The quest for unprecedented speed in artificial intelligence has led Cerebras Systems to construct what it proudly proclaims as the world's fastest AI infrastructure, recently unveiled in Oklahoma. This monumental achievement, delivering an astonishing 44 ExaFLOPS of new compute power to customers, is not merely about raw processing might but represents a radical rethinking of semiconductor design, cooling, and power delivery that challenges decades of conventional wisdom in high-performance computing.
Matthew Berman of Forward Future recently toured this cutting-edge facility and spoke with Andrew Feldman, Co-Founder and CEO of Cerebras, and Billy Wooten, COO of Scale Data Centers, about the strategic decisions and technological breakthroughs that underpin this audacious endeavor. The conversation delved into everything from the surprising choice of location to the intricate engineering required to push the boundaries of AI acceleration.

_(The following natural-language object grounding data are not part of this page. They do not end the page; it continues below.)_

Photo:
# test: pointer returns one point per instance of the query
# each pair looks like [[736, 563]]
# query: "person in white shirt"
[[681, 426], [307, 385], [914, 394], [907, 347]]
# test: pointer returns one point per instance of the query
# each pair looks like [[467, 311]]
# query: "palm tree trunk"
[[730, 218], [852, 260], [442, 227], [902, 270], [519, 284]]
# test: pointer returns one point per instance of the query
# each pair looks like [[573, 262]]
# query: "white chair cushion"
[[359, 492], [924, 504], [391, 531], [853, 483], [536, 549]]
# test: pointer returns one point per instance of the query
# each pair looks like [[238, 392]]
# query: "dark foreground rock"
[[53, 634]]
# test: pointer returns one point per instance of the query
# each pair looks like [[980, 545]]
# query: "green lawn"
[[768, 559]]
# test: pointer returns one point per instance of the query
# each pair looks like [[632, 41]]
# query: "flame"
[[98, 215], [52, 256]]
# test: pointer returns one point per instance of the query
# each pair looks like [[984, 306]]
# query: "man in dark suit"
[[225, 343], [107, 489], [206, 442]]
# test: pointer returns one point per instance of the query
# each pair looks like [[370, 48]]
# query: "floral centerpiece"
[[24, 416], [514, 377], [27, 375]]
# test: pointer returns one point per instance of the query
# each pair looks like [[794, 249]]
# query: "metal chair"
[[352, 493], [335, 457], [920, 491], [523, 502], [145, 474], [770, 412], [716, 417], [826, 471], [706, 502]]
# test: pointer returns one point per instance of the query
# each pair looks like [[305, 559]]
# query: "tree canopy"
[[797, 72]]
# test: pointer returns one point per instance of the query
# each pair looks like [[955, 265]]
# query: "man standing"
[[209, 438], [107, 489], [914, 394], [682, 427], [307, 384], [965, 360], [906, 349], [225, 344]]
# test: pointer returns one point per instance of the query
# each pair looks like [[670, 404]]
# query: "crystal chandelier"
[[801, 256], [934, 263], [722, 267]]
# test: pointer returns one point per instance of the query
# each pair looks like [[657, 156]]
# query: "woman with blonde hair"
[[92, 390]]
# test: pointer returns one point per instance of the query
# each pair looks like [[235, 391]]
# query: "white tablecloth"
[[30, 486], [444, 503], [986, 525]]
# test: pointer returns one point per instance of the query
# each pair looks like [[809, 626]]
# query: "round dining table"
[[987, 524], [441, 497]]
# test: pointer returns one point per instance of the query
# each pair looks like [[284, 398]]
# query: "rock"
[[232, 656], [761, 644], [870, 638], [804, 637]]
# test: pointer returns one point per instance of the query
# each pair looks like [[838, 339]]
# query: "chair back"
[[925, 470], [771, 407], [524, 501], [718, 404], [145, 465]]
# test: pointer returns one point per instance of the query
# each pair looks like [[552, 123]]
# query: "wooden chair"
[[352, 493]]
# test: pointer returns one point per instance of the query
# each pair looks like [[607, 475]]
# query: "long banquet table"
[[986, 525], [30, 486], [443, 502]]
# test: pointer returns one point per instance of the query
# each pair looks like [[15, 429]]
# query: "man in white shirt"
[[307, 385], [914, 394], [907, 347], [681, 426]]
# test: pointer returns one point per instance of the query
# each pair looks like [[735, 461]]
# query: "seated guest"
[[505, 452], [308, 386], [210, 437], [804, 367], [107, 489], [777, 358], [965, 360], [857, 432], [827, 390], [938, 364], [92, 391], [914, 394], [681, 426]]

Cerebras’ decision to build its flagship data center in Oklahoma City was a calculated one, moving beyond the traditional tech hubs. Feldman cited a confluence of factors: "reasonable labor costs," ample space for "build and expand," and crucially, "reasonably priced power." Beyond economics, the facility's design itself reflects its geographical reality. Constructed with reinforced concrete and engineered for tornado resilience, it ensures operational continuity in a region prone to severe weather, a critical consideration that even impacts the "cost of insurance," as Feldman noted. This foresight in physical infrastructure underscores a holistic approach to reliability.
At the heart of Cerebras' speed advantage lies its groundbreaking Wafer-Scale Engine (WSE). Feldman dramatically illustrated its scale by presenting a chip the size of a dinner plate, measuring 46,250 square millimeters. In stark contrast, a traditional chip, considered large at 750 square millimeters, is roughly the size of a postage stamp. This immense scale allows Cerebras to integrate an entire wafer of processors into a single, monolithic chip, eliminating the latency-inducing communication between discrete chips that plagues conventional GPU-based systems.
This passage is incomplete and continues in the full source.